Since the mid-1990s, changing perceptions of war and security have led to the ‘radicalisation of development’. Aid policy has shifted from humanitarian relief towards conflict resolution and societal reconstruction to avert future violence. What has triggered these changes? How has the nature of war changed since the end of the Cold War? Can the new development agenda deliver security in the face of ‘new wars’? This introductory chapter of the book “Global Governance and the New Wars” presents a critical reflection on the incorporation of war into development discourse. Northern policy-makers now focus on the security threat of underdevelopment in the South fomenting international instability through conflict, criminal activity and terrorism. The merging of the development and security agendas has led to a new political project, the ‘liberal peace’, which seeks to transform dysfunctional and war-affected societies into cooperative and stable entities.

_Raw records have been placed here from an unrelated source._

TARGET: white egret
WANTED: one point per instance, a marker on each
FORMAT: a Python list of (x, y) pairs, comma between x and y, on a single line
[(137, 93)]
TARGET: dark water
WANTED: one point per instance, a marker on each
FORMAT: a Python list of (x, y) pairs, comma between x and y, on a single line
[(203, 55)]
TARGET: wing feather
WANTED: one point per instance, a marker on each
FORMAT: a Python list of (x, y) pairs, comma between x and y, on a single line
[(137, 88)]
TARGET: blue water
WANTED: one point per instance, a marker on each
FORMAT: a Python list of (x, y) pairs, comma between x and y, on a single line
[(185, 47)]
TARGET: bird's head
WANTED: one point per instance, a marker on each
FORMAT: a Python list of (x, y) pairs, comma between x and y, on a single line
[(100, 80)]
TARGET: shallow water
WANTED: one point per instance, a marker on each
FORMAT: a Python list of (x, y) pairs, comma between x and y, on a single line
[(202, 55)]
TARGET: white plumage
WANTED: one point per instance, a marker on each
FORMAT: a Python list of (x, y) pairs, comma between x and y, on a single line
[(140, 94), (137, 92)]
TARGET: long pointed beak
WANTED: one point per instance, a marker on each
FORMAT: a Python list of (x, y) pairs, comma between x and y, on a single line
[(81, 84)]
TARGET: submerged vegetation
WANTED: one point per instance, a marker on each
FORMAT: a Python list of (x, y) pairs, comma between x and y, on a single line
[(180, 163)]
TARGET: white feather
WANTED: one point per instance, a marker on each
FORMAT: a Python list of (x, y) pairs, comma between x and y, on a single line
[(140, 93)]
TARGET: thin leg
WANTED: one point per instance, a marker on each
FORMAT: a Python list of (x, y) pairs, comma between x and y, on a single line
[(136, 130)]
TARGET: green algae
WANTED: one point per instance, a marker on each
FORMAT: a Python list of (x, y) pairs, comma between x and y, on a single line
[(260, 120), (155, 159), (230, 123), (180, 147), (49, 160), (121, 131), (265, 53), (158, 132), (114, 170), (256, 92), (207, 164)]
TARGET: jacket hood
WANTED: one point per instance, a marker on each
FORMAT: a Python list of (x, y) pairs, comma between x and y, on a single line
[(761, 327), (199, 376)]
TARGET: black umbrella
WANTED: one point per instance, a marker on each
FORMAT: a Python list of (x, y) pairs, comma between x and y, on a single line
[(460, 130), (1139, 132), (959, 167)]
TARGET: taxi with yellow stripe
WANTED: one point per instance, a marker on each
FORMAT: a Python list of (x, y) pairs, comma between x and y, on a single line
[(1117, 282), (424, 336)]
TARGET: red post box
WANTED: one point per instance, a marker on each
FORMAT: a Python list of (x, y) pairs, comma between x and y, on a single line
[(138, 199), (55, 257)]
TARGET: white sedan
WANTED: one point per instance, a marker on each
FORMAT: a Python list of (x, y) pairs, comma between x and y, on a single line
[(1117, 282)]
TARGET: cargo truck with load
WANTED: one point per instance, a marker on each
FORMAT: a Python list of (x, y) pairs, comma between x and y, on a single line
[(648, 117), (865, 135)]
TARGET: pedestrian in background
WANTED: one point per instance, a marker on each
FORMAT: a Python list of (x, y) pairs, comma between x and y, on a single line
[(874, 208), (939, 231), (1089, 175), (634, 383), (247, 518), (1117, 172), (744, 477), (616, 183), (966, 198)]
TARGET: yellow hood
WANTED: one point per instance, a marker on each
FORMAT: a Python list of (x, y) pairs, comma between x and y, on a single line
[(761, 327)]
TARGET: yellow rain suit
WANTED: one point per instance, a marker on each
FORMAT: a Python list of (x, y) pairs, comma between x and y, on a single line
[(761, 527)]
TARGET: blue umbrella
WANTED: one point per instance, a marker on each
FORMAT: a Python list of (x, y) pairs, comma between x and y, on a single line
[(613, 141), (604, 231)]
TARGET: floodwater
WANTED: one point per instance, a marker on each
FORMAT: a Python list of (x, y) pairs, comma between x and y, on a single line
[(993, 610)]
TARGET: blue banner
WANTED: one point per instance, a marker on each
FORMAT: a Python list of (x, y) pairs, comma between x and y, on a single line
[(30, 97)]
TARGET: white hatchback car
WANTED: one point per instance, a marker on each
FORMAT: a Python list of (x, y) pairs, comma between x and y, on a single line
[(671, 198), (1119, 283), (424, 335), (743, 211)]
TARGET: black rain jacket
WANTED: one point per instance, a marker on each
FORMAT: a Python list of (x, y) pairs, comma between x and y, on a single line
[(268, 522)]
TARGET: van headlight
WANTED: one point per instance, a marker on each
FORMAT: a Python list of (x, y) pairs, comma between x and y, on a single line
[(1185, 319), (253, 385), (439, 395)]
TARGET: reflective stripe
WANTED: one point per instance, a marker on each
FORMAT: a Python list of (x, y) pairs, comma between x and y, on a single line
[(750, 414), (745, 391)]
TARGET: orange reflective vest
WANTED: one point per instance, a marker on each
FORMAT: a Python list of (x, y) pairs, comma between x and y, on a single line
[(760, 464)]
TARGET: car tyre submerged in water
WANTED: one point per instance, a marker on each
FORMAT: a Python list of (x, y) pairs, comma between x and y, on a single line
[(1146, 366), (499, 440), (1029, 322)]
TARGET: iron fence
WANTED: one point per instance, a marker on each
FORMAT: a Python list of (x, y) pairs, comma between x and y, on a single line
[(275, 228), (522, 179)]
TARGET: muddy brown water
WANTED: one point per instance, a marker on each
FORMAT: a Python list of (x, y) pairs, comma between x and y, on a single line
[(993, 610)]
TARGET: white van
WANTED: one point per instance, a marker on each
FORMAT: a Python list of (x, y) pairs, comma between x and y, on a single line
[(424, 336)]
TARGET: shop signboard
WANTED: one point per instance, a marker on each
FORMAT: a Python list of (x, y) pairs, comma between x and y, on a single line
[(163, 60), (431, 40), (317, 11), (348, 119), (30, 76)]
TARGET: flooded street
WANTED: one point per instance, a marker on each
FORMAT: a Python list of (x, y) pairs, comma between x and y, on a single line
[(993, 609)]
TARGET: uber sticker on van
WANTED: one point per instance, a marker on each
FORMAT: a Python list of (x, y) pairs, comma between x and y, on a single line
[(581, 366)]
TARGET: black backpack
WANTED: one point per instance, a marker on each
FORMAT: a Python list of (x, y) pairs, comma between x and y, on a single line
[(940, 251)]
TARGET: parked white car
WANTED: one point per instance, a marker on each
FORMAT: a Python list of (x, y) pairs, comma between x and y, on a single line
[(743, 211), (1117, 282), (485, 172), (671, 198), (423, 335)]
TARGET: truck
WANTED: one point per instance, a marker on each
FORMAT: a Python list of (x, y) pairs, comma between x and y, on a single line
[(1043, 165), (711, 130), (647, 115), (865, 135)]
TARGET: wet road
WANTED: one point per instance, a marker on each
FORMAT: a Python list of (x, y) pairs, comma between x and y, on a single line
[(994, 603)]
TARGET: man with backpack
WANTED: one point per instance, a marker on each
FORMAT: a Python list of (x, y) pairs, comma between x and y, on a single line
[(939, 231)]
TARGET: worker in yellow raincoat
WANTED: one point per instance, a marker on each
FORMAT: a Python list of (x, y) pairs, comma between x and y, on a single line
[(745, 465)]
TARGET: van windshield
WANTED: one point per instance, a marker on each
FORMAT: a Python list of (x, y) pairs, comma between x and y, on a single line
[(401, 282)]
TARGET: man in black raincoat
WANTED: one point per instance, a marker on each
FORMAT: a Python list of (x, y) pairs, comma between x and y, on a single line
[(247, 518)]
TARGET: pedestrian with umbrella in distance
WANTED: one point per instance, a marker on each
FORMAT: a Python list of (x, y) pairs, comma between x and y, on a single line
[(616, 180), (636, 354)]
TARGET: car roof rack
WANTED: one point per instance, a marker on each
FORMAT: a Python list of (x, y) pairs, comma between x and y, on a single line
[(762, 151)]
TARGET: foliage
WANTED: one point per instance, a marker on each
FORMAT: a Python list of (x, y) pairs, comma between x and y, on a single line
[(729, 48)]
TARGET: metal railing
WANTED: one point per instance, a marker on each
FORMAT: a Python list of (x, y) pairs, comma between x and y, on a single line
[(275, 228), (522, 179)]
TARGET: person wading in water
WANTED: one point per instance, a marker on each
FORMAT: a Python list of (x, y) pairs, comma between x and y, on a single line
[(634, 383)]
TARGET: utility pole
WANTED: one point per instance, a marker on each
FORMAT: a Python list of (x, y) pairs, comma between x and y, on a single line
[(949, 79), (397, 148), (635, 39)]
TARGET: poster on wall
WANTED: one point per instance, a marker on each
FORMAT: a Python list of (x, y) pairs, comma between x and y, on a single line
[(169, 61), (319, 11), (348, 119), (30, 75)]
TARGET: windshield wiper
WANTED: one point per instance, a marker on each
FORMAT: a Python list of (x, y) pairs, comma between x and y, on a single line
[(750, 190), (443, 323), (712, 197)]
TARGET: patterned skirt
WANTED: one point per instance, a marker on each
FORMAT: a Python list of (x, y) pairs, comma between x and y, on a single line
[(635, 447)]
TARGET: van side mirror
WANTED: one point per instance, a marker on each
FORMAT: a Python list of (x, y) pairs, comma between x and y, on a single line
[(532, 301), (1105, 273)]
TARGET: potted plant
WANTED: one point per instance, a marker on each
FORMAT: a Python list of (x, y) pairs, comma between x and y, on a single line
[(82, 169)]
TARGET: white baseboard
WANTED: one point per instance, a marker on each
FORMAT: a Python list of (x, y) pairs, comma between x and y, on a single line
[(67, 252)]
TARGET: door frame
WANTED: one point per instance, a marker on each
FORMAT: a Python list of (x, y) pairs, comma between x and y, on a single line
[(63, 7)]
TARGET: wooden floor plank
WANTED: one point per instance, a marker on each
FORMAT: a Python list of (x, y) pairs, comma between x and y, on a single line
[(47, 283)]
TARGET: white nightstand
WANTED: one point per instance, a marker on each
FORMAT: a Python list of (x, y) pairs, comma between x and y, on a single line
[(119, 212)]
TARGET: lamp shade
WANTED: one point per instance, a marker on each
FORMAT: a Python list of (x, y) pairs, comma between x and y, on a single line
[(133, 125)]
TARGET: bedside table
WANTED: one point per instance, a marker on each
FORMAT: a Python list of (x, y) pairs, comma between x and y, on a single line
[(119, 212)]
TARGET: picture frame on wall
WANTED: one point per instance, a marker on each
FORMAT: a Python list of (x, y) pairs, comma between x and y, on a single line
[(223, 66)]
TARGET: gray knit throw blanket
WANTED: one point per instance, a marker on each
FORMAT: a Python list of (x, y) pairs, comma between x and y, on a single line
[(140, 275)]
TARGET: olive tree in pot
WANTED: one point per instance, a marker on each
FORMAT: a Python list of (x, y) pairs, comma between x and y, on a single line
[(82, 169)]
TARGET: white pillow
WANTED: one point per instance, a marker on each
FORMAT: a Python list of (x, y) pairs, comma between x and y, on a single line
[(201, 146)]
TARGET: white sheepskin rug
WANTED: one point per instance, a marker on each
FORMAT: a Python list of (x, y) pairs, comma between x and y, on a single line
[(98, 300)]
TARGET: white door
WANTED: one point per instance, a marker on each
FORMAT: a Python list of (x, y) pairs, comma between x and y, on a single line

Using a ‘systems’ approach, a new system of global governance is identified. The radical social transformation agenda is bringing together governments, NGOs, military establishments and private companies in networks of strategic governance relations that are increasingly privatised and militarised.
Other important findings are:
- The changing nature of North-South relations involves a shift from hierarchical and territorial relations of government to polyarchical, non-territorial and networked relations of governance.
- Changes in international trade during the last few decades have increased Southern exclusion from formal trade, leading to an expansion of parallel and shadow trans-border trade.
- The ‘new wars’ witnessed since the end of the Cold War involve networks of state actors, social groups, diasporas and strongmen, and have created ‘innovative’ forms of protectionism, legitimacy and entitlements to wealth.
- In both liberal peace and the new wars, traditional distinctions between people, army and government have been blurred, and new ways of projecting power have emerged.
- Interactions between the strategic complexes of liberal peace and the new wars have involved accommodation and complicity, for example where relief interventions have encouraged famine or fuelled conflict.
The author makes the following conclusions:
- It is questionable whether the increasingly privatised and regionally divided strategic complexes of liberal governance will be able to promote security that is socially and geographically inclusive.
- Increased attention is therefore needed in academic and policy circles to understanding the new development-security terrain.
- To understand the organisational dynamics involved, it is useful to use a systems approach, which focuses on interconnections, processes and self-transformation.